After dinner, I half-expect Aunt Am to tell him that this isn’t working and he needs to go. I should have known better. She just grabs her duffel bag full of inspirational paraphernalia and all three of them head off to the garage.
I try to start writing my paper for Western Civ., but it’s just weird and quiet and lonely in the house. It’s not fair really. And when you think about it, it’s not even smart. I am a fixed person, so I’m the one that knows about fixing people. I’ve been fixed way longer than Travis. I think I have a lot to share about overcoming and goal setting and all that.
I head to the garage, eager to share my insights. Stepping into the room, I find out I’m wrong. I don’t know anything about fixing people. Not like this.
It looks like an alien abduction scene. Rick’s reclined in our beach lounger, his head encircled in a medical halo veiled with plastic wrap. Aunt Am and Travis are standing behind him, shrouded in papery blue masks and caps. Travis is holding a wire, and Aunt Am is holding a small drill. Rick looks dopey, but he’s awake. He smiles at me and give me a thumbs up.
I can’t even. So, I turn around and leave.
About an hour later, Aunt Am comes out. “You really are a genius, you know? It was all your idea.” She smiles at me. Tries to hug me. I step back.
“Yeah, but I was kidding. I didn’t mean actually cut into people’s skulls and screw with their brains. I thought we were going to help people for real.”
“I am helping people for real. Just think what this could mean for the world. There’d be no more crime, no more war. It works, Izzy, it really works.”
“You didn’t even tell me what you were doing. You didn’t even ask me.”
“Oh, honey,” she says in a low, soothing voice. The voice she uses when she’s trying to get Artemis to take her heartworm medicine. “I was so sure you knew; I thought you’d be happy. Think how much better Travis is now.”
“It’s not right. You’re taking people’s real selves away. You’re playing with their minds and it’s not okay. You didn’t do that to me.”
“You’re a special case.”
“Yeah, I feel like a real special case right now. This is so messed up!” I tell her. But I don’t just tell her. I scream it at her.

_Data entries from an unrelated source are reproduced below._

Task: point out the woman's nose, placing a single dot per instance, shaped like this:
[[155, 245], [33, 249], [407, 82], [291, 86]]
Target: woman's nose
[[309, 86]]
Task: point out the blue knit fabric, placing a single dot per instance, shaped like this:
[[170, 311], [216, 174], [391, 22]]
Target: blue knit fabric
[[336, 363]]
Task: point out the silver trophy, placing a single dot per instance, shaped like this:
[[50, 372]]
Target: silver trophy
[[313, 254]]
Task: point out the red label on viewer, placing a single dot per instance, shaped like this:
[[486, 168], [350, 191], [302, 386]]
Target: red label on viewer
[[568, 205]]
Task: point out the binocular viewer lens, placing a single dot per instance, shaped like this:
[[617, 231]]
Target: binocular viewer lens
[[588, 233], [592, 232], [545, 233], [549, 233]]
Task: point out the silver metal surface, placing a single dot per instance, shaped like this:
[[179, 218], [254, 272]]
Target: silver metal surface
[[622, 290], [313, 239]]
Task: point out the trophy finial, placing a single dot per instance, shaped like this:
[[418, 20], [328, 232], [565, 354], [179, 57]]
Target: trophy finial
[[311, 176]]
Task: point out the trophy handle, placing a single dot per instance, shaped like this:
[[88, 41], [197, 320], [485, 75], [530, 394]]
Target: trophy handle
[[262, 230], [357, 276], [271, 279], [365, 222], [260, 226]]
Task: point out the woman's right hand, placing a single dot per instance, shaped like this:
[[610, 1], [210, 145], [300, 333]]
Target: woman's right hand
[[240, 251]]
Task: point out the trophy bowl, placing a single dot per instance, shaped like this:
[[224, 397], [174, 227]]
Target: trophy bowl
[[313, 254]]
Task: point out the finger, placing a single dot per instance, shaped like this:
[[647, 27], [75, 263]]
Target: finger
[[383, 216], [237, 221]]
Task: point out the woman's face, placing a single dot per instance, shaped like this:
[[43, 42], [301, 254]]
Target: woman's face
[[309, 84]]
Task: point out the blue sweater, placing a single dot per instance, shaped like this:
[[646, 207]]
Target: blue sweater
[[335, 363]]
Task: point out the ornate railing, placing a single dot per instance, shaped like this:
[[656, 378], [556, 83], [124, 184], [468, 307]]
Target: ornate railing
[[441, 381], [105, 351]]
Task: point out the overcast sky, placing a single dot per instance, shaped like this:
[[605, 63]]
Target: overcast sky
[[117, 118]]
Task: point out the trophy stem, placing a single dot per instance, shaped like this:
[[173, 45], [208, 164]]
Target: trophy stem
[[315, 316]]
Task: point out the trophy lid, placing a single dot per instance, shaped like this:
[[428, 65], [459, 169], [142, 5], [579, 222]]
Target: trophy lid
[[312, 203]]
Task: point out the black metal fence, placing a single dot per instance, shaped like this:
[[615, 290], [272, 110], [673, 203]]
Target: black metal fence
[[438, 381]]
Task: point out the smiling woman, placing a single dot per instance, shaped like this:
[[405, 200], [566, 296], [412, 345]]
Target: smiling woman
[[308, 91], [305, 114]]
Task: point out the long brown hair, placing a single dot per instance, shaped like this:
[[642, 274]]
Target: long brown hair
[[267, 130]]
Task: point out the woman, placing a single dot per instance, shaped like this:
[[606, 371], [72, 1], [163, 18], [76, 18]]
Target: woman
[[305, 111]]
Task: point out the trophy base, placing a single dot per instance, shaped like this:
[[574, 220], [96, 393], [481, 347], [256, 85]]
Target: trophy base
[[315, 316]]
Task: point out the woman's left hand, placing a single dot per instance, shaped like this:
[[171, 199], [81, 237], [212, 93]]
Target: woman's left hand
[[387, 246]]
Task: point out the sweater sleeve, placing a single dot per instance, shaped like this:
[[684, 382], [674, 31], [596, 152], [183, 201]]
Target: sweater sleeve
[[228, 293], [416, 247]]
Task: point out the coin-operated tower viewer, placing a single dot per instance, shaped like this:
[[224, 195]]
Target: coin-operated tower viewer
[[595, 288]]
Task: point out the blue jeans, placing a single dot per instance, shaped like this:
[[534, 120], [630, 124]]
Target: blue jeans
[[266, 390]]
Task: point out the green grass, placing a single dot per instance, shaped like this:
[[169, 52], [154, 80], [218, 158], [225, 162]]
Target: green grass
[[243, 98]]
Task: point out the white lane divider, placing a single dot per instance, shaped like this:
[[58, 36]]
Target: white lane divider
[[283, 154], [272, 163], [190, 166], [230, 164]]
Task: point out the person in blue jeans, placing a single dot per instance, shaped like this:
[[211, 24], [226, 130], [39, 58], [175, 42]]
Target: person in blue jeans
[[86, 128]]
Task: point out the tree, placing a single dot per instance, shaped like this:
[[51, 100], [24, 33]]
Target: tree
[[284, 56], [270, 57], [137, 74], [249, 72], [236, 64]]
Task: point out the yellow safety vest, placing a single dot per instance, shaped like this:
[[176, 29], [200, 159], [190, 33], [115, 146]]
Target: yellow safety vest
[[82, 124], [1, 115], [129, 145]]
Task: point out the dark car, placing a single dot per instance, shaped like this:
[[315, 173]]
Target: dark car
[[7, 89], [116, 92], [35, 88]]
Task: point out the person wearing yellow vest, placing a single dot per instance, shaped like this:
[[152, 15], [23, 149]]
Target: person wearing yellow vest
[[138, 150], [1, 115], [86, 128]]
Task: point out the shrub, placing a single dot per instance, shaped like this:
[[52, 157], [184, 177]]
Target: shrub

She turns white. I’ve never screamed at her before. I’ve never even disagreed with her before. “I’m going to bed,” she says quietly. And she does.
•
Aunt Am doesn’t get up the next morning. Think it was a heart attack, maybe a stroke, but probably a heart attack.
I take Rick and Travis to the bank, and withdraw a couple thousand from the account Am had set up for me. I split it between the two of them and drop them off at the Greyhound. The bus, not the dog. Obviously.
I don’t think they’ll say anything about us. Rick’ll disappear with his cash, and I’m pretty sure Travis feels sorry for me. He’s a super-feeler now, that’s for sure.
I’m relieved when I get home. It’s just the two of us again. Well, three, including Artemis. Poor dog. She’s laying on the bed next to Aunt Am, crying in short and wheezing whimpers. Her long nose pokes at the hardening body, trying to wake her up. She doesn’t though; it doesn’t work like that.
I’m not really sure what do. Aunt Am’s duffel bag is lying on the floor next to bed. I’m pretty sure I know what’s in it, so I start digging around. It’s not really inspirational paraphernalia, of course. It’s a bunch of crap from the hospital: wires with electrodes, pacemakers, batteries, drills, scalpels, masks. Everything you need to build a better human.
I shouldn’t have yelled at her.
I want to tell her that, but she can’t hear me if she’s dead. I empty the bag out onto the floor and start sorting through everything. If she could build a better a human, surely I can rebuild one. Right?
And, anyway, I promised I wouldn’t bury her by Hardee’s.